Ventilação não-invasiva
O assessor parlamentar Leandro Amaral Arantes atesta os benefícios dos novos tratamentos para a Covid-19. O comunicador social conta que testou positivo para a doença mas não exibiu sintomas por uma semana. Então, repentinamente, sentiu falta de ar. Ao buscar uma Unidade de Pronto Atendimento (UPA), Leandro Arantes foi internado e recebeu suporte de oxigênio devido à baixa saturação do gás em seu sangue.
“Fui transferido ao Hospital Alberto Rassi (HGG), onde fiquei internado por dez dias – seis deles na UTI”, revela Leandro Arantes. “As tomografias mostraram o comprometimento de mais da metade dos meus pulmões”. Ele conta que recebeu três medicamentos: o antibiótico Azitromicina, para combater infecções oportunistas; um antiinflamatório corticóide, pelas razões já descritas; e um anticoagulante, já que a infecção pelo COVID-19 apresenta alto risco de doenças tromboembólicas.

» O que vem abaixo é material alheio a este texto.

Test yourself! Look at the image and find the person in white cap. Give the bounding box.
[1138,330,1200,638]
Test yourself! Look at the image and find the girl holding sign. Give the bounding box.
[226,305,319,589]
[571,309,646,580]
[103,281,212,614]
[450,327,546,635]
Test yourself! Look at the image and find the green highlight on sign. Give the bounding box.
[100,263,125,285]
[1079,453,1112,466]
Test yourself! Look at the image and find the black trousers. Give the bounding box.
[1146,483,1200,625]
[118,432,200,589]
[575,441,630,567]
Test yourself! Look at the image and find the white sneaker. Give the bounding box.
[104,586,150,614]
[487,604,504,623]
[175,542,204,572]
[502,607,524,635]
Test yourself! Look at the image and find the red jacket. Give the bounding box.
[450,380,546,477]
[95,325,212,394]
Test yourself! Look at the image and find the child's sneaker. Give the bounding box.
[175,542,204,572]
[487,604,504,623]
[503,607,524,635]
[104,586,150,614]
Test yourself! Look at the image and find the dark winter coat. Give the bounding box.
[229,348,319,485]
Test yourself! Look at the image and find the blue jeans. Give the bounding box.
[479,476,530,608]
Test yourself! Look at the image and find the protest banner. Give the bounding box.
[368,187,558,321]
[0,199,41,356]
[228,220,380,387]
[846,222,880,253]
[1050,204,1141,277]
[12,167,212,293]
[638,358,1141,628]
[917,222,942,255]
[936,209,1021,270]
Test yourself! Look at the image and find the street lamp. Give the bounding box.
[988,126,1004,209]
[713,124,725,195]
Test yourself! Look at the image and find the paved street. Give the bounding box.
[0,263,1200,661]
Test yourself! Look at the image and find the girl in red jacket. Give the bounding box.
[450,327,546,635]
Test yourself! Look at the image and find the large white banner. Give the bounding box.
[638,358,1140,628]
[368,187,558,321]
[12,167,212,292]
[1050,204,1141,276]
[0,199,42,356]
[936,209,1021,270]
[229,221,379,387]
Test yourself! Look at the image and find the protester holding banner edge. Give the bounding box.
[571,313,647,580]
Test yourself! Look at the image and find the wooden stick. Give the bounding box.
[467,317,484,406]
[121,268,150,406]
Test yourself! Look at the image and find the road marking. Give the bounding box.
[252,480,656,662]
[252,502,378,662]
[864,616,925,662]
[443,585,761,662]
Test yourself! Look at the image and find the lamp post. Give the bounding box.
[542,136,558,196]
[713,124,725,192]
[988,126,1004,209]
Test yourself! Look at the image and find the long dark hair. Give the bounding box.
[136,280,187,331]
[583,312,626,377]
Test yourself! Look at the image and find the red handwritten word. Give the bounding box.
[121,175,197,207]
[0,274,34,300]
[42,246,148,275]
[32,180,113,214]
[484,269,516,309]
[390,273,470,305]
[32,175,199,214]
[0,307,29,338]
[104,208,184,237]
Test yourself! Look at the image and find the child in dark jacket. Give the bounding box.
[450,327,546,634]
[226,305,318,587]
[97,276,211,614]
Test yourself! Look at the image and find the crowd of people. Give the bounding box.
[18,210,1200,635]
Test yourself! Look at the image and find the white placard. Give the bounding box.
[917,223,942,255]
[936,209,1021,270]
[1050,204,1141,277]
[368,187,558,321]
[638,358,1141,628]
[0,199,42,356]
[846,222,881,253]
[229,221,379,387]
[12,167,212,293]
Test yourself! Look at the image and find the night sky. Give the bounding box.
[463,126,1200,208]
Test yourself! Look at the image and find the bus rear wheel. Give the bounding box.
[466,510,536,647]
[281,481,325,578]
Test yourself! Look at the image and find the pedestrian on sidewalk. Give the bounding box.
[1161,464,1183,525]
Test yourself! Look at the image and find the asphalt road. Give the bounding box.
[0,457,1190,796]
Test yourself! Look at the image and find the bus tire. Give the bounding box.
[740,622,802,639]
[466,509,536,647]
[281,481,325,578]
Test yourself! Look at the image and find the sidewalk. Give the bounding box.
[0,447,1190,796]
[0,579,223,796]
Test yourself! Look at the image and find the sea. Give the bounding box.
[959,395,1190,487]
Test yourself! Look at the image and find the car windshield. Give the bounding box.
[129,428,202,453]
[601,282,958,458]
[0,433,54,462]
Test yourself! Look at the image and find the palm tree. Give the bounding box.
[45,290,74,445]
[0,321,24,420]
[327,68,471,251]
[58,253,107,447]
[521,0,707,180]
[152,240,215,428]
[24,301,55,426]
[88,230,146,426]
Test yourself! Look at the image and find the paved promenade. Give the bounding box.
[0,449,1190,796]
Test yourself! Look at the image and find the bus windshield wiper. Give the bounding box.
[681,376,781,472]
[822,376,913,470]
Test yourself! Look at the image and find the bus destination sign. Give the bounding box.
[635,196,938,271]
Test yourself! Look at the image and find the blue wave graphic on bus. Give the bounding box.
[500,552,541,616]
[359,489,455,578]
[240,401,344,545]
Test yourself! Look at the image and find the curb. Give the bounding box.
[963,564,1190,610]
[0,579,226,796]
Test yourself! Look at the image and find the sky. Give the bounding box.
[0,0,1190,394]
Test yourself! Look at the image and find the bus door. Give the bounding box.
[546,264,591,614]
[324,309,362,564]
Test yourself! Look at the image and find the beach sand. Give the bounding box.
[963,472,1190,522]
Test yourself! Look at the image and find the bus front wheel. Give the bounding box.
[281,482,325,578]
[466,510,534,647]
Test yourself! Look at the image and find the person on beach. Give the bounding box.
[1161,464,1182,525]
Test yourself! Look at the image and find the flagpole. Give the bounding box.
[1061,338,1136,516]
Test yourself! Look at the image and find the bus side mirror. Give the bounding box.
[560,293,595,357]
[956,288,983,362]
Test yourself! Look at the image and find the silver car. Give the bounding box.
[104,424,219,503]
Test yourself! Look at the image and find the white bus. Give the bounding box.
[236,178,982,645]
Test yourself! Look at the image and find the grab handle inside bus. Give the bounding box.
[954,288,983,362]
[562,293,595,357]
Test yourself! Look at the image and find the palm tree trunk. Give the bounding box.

Além dos medicamentos, Leandro Arantes utilizou o suporte de oxigênio por meio de três equipamentos não invasivos. A ECMO (oxigenação por membrana extracorpórea) mecânica foi tentada por máscara facial e catéter nasal, mas só deu resultados satisfatórios com o capacete Elmo, criado no Ceará.
O mecanismo de respiração artificial não invasivo Elmo foi desenvolvido e testado no Hospital Leonardo da Vinci (HLV), em Fortaleza, onde mostrou redução em 60% na necessidade de internações em leitos de UTIs. Apenas quatro das dez pessoas que usaram o capacete no HLV precisaram ser transferidas para UTIs, segundo a Secretaria da Saúde do Estado (Sesa) . O dispositivo trata quadro clínico moderado e também auxilia casos em início de gravidade.
“O capacete Elmo incomoda, mas com ele eu pude sentir o ar entrando nos pulmões pela primeira vez desde que fui internado. Se respirasse sem o capacete, o oxigênio parecia não chegar, eu tinha a respiração curta. A pressão força a entrada de mais ar nos pulmões, o que doía, mas era apenas assim que podia respirar. Na minha percepção, foi fundamental para minha recuperação”, diz Leandro Arantes.
Além dos medicamentos e equipamentos do HGG, Leandro Arantes atribuiu sua recuperação à equipe multidisciplinar do hospital. “Além dos médicos e enfermeiros, fui tratado por fonoaudiólogos, nutricionistas, fisioterapeutas e psiquiatras. Isso foi fundamental, porque após passar dez dias deitado, eu mal podia ficar de pé. Hoje, sinto alguma fraqueza nas pernas, mas não terei sequelas.”
O médico, vereador de Jaraguá e escritor Breno Leite foi de tratador a paciente da Covid-19. Tendo sido internado no hospital Hospital Anis Rassi, em Goiânia, ele conta que utilizou de todos os tratamentos descritos acima. Além disso, Breno Leite atribui sua rápida melhora aos três dias em que passou na UTI com ventilação não-invasiva. Isto é, respiração artificial que não utiliza a tradicional cânula orotraqueal.

“Muitos dos óbitos decorrem não da Covid-19, mas a infecções secundárias devidas ao acúmulo de pus e bactéria da cânula invasiva. A ventilação não-invasiva requer um fisioterapeuta o tempo todo ao lado, é mais cara e salva muitas vidas. Não é mais utilizada porque lança vírus no ambiente; só pode ser utilizada porque grande parte da equipe do hospital em que fiquei internado já se contaminou e está imunizada”, explica Breno Leite. A técnica não-invasiva utiliza uma cânula nasal de alto fluxo no tratamento da insuficiência respiratória aguda.